Desde seu começo em 2009, a banda BaianaSystem nunca fugiu da inovação (e da ideologia). Além das músicas que misturam variados gêneros musicais, o grupo já se aventurou na produção de uma campanha publicitária às avessas para o single Invisível, mostrando figuras marginais do Carnaval baiano, como cordeiros e ambulantes, e criou o bloco Navio Pirata, que leva um forte tom político para a folia – neste ano, foram homenageados Marielle Franco e o mestre de capoeira Moa do Katendê. Agora, na tentativa de fugir do excesso de “produtização” da indústria musical, o grupo abriu seu selo Máquina de Louco, que até então só lançava os discos do BaianaSystem – o mais recente foi O Futuro Não Demora, de fevereiro –, para outros artistas, na tentativa de apoiar novos nomes da cena musical baiana.
Vocalista e um dos idealizadores da banda, Russo Passapusso explica que o selo nasceu de um grupo de debate que discutia o mercado fonográfico e musical. “Conversávamos para entender como as manifestações artísticas poderiam ser feitas de uma forma protegida (ligada aos direitos autorais e à liberdade artística). Esse debate acabou crescendo – ganhando novos membros – e acarretou nessa coisa de direção e aconselhamento (a outros artistas)”, diz o vocalista a VEJA. As discussões abordavam desde o declínio dos formatos físicos e a preferência do mercado por singles até questões de sonoridade, trazidas por músicos como Curumin e BNegão, que estão sempre ajudando e opinando nas produções do BaianaSystem.
A busca por uma produção independente e com mais liberdade levou à criação do selo. “A Máquina de Louco é um lugar para gerenciarmos essas coisas burocráticas e de produção do Baiana. Seja uma trilha, a produção de alguma festa em Salvador ou a saída do bloco Navio Pirata”, conta Beto Barreto, guitarrista e fundador do grupo.
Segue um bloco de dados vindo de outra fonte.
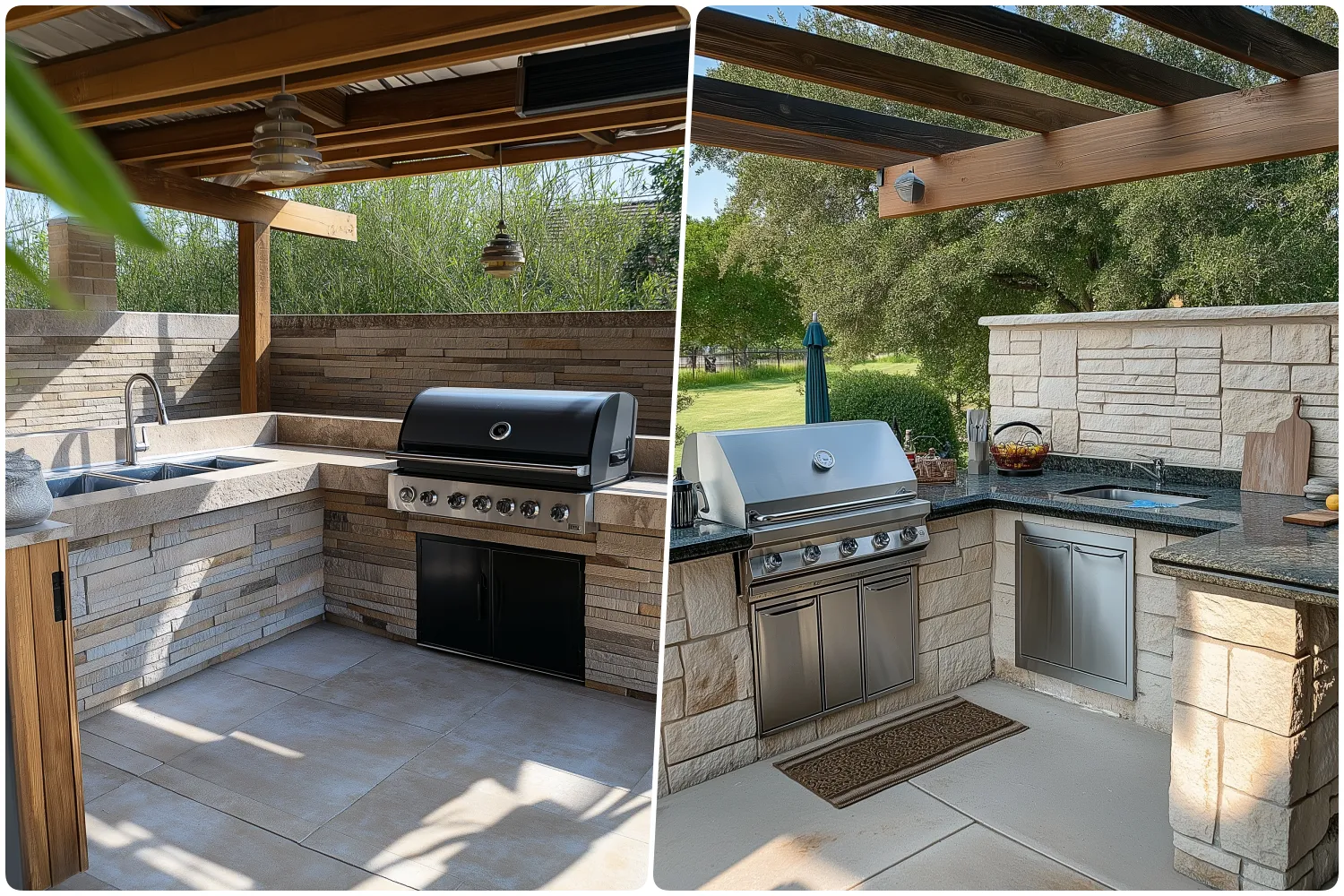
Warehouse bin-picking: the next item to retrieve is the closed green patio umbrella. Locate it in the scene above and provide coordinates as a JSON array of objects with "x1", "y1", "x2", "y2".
[{"x1": 803, "y1": 312, "x2": 831, "y2": 423}]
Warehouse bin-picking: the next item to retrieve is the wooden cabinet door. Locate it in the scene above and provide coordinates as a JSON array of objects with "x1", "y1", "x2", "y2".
[{"x1": 5, "y1": 540, "x2": 89, "y2": 890}]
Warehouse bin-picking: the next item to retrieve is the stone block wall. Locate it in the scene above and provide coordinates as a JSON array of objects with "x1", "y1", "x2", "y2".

Algumas ideias da Máquina de Louco dialogam com a plataforma Laboratório Fantasma, empresa do rapper Emicida que atua ao mesmo tempo na produção de discos, como selo, e também no agenciamento da carreira de artistas.
A decisão de expandir a atuação da Máquina a outros nomes da música surgiu naturalmente, quando a cantora Livia Nery apresentou seu primeiro disco aos músicos e amigos do grupo baiano, que ela conhece há mais de dez anos. “Livia confia na nossa forma de trabalho. Ela sempre pediu indicações e mostrou o seu trabalho para analisarmos. Por isso, surgimos com a ideia de lançar o álbum dela. Foi algo bem natural”, afirma Filipe Cartaxo, o responsável por pensar a identidade do selo e do BaianaSystem.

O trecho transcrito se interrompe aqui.